В офисе «Приватбанка»:
— Три билета до Рубежного.
— А вы оттуда?
— Нет, — удивленно отвечаю я, потому что дополнительный вопрос личного характера оказался неожиданностью.
Следующий вопрос оператор банка не задает, но он как бы в воздухе: «Так а зачем туда ехать тогда?»
В поезде, который едет больше 15 часов:
— У вас есть рабочая розетка, мобильный зарядить?
— Что только сели и уже разрядился?
— Я на будущее.
— Ой, девочки, вы такие перспективные!
Поезд подъезжает к Рубежному. Отчаянно пытаюсь ухватиться взглядом хотя бы за что-то красивое. Не получается. Все серое. Несмотря на то, что ноябрь, понимаю, что это не только из-за ноября.
Дорога Рубежное-Северодонецк-Счас
— А сколько нам ехать?
— Неизвестно.
Хм, дорога ведь одинаковая всегда. Потом понимаю, что дело не в расстоянии.
Дорога из Счастья до Станицы-Луганской:
— А сколько нам ехать?
— Неизвестно.
Неожиданностью стало, что в Счастье вообще-то по сей день живут люди. Стреляют на окраинах. Мы едем. Все спокойно. Уже темно. Нас двоих везут двое военных. Наташа их уже знает, я нет. Ничего не остается, как слепо доверять. И это не сложно. А кому доверяют они?
— В тылу врага иногда чувствуешь себя безопасней, чем в своем.
Добровольцы. Кому с ними удобно? Кому у нас нужны воины-патриоты с обостренным чувством справедливости?
А кому сходу не доверяю я? Честно скажу, в этом вопросе я предвзятая. Я их не знаю и ни разу не говорила с ними, но даже увидев из окна буса уже не доверяю. Бабушки. Бабушки, которые являются мощнейшим инструментом этой войны. Бабушки, которые за советский союз и которые могут сдать соседа, если покажется, что с ним что-то не так. Смотрю на эти улицы. Меня, конечно, еще не было на свете в то время, но по ощущениям — попала где-то в 60-е.

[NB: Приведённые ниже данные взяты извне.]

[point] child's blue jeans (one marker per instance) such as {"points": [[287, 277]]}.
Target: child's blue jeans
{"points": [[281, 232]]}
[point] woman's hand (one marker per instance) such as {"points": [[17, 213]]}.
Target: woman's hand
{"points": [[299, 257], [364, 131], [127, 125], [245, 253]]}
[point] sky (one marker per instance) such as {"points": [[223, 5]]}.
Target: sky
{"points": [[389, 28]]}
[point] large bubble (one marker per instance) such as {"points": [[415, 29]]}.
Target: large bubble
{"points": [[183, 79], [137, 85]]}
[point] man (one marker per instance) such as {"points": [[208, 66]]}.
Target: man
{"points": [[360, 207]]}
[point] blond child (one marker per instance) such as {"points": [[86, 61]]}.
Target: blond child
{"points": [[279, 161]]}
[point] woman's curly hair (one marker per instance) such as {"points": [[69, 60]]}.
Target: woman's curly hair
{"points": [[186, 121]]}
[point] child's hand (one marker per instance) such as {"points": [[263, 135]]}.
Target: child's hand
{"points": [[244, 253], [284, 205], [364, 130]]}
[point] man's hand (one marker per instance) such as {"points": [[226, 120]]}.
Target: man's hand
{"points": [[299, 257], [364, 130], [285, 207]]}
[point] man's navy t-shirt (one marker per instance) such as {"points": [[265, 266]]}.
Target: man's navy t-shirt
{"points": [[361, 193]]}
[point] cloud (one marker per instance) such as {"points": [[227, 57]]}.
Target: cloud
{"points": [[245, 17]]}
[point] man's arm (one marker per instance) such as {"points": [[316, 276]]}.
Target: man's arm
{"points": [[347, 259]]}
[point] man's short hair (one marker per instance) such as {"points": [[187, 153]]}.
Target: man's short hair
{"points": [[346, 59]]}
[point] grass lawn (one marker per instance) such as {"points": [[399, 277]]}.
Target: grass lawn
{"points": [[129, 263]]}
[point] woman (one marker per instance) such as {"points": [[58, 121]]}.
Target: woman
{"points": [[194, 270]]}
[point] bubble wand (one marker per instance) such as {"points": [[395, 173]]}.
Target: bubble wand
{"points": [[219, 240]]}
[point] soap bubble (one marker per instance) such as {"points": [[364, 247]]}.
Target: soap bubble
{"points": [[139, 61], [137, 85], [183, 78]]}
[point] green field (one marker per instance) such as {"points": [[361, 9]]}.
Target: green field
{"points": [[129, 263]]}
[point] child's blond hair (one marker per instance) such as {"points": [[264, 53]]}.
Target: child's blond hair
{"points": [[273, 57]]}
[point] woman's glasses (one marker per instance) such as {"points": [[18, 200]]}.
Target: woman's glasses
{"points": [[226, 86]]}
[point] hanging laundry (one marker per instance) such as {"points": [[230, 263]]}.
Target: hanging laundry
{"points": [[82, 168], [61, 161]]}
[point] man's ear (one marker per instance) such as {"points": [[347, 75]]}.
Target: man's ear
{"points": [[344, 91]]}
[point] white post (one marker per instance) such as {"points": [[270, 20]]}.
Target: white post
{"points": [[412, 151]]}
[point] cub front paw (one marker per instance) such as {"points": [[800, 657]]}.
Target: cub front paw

Отчаянно пытаюсь найти что-то красивое. Я впервые в Луганской области. Поразило больше всего то, что (нет, не последствия войны, не разбомбленные дома, не участок леса с обгорелыми и побитыми градом деревьями, который называют местным Сталинградом), что война лишь дополнила картину. Серые убитые дома были здесь задолго до нее. А зачем их красить? Мусор, зачем убирать? Уверенна, ученые сделали много докладов на тему влияния окружающей среды на людей. Здесь легко почувствовать давление серости и разбитости. Но зачем думать об уборке и покраске? Это ведь будет завтра, а сегодня как есть. Как сказал бы классик: «Сегодня в завтрашний день не все могут смотреть. Вернее, смотреть могут не только лишь все, мало кто может это делать». Странно, что здесь другой мер, ведь эта цитата легко могла родиться именно здесь.
В последнее время я часто самоиронизирую на тему планирования. Иностранцам, приезжающим в Украину и особенно работающим с нами, сразу видно, что мы очень хорошо планируем:
— Когда? На следующей неделе? Не, не слышала. Я так далеко не планирую.
Сейчас это все легко объяснить: война, гривна, потенциальный Майдан. Но эта черта ведь не вчера родилась. Мы же всегда любили планировать.
Здесь война только все усугубила и научила не смотреть в завтрашний день и детей. Учителя рассказывают, что уроки по Гражданской Обороне школьники всерьез не воспринимают:
— А смысл это слушать? Подвала в школе все равно нет. Не поможет. Если ударит, ничего не спасет.
Ищу что-то красивое. Нашла. Подходит школьник с кристально чистыми глазами, он видит меня впервые, но сразу начинает рассказывать куда ездил, как было. И что …да, если «жахнет», бомбоубежище не спасет. Но глаза говорят еще больше. Они какие-то бездонные.
Что еще красивого? Девчонки, которые очень хотят танцевать и жадно хватают каждое движение. Им нужен просто маленький дружеский толчок — дальше все сделают сами.
А еще вышла радуга. Как раз где-то между подконтрольной Украине и оккупированной территорией. Как, возможно, сказал бы классик: «Символично? Не думаю».
Так вот отвечу на не заданный вопрос «Зачем туда ехать?»: ради всего красивого, что (кто) там есть.